PBOC Steps Up Cash Injections Before Holiday as Rates Increaseby
Open-market operations added a net 40 billion yuan this week
Seven-day repo rate climbs by the most in seven weeks
China’s central bank stepped up cash injections as a benchmark money-market rate climbed the most in seven weeks in the run-up to a weeklong holiday.
The People’s Bank of China added 80 billion yuan ($12.5 billion) to the financial system on Thursday using 14-day reverse-repurchase agreements, double the 40 billion yuan supplied via seven-day contracts a week ago. Open-market operations injected a net 40 billion yuan for the week. The tenor of reverse repos auctioned was changed as China’s financial markets will be closed Oct. 1-7 for the National Day holiday.

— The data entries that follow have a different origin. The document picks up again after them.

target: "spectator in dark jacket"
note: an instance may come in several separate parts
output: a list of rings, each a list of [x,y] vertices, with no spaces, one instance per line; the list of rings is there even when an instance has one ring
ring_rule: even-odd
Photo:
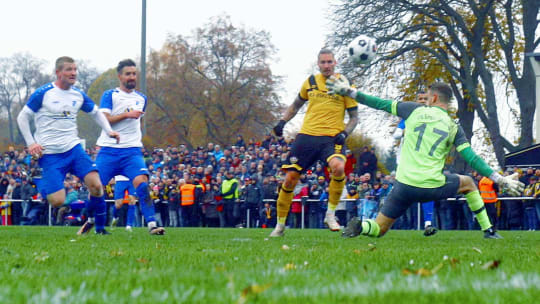
[[[273,176],[267,176],[263,180],[262,185],[263,199],[275,200],[278,196],[278,183]],[[271,205],[275,205],[275,202],[270,202]]]
[[[28,214],[30,207],[32,206],[32,197],[37,194],[35,185],[29,182],[28,178],[22,179],[21,186],[21,200],[23,200],[23,216]]]
[[[249,227],[257,227],[259,222],[259,210],[262,209],[263,190],[257,180],[246,178],[246,187],[243,191],[245,208],[249,211]],[[244,213],[246,214],[246,213]],[[247,227],[247,219],[246,219]]]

The seven-day repurchase rate, a gauge of interbank funding availability, rose 12 basis points to close at 2.46 percent in Shanghai, based on a weighted average from the National Interbank Funding Center. While that’s the biggest one-day gain since Aug. 7, the rate is still below the past year’s average of 3.18 percent. The cost of one-year interest-rate swaps, the fixed payment to receive the floating seven-day repo rate, was steady at 2.48 percent.

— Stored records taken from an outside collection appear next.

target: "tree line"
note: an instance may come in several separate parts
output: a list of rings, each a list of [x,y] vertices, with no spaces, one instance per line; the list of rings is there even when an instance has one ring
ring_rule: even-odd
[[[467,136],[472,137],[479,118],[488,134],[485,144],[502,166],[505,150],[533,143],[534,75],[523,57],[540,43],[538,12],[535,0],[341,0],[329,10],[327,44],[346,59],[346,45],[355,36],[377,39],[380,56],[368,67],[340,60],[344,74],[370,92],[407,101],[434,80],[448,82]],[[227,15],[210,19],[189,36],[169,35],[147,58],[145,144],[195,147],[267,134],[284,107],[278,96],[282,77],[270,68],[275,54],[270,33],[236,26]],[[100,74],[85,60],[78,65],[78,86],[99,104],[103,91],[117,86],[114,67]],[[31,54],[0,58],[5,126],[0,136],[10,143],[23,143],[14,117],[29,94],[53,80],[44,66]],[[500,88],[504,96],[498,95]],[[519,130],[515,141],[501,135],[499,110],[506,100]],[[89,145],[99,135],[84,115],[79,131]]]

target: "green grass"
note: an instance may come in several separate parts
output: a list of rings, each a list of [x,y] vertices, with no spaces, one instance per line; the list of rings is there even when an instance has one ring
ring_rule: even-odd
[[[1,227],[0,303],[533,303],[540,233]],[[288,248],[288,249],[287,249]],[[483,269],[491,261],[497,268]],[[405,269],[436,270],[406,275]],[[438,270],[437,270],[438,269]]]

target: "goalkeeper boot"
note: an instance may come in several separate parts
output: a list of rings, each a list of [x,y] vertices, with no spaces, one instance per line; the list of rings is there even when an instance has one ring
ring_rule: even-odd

More reverse repos were offered “to meet increased cash demand before the National Day holiday," said Li Miaoxian, a Beijing-based analyst at Bocom International Holdings Co. "The amount of the injection isn’t that huge as money-market rates remain at quite low levels."
The government will further cut its economic expansion target to between 6.5 percent and 7 percent for 2016, according to eight of 15 economists in a Bloomberg News survey conducted Sept. 17-22. Four said they expect a 6.5 percent goal. China’s manufacturing is contracting at the fastest pace in six
years, a preliminary Purchasing Managers’ Index showed on Wednesday.
China has lowered interest rates five times since November in an attempt to revive an economy that’s expanding at the slowest pace since 1990. The yield on government bonds due July 2025 slipped two basis points to 3.32 percent in Shanghai, according to Chinabond data.
The yuan rose 0.04 percent versus the dollar, trimming its loss for the quarter to 2.8 percent. The PBOC has been limiting declines in the exchange rate by selling dollars and buying yuan, a policy that can strain supplies of the local currency unless offsetting amounts of cash are injected.
"The poor data exerted greater depreciation pressure on the yuan and could trigger more intervention by the PBOC," Qu Qing, a Beijing-based analyst at Huachuang Securities Co., wrote in a note. "That could lead to more volatile liquidity conditions."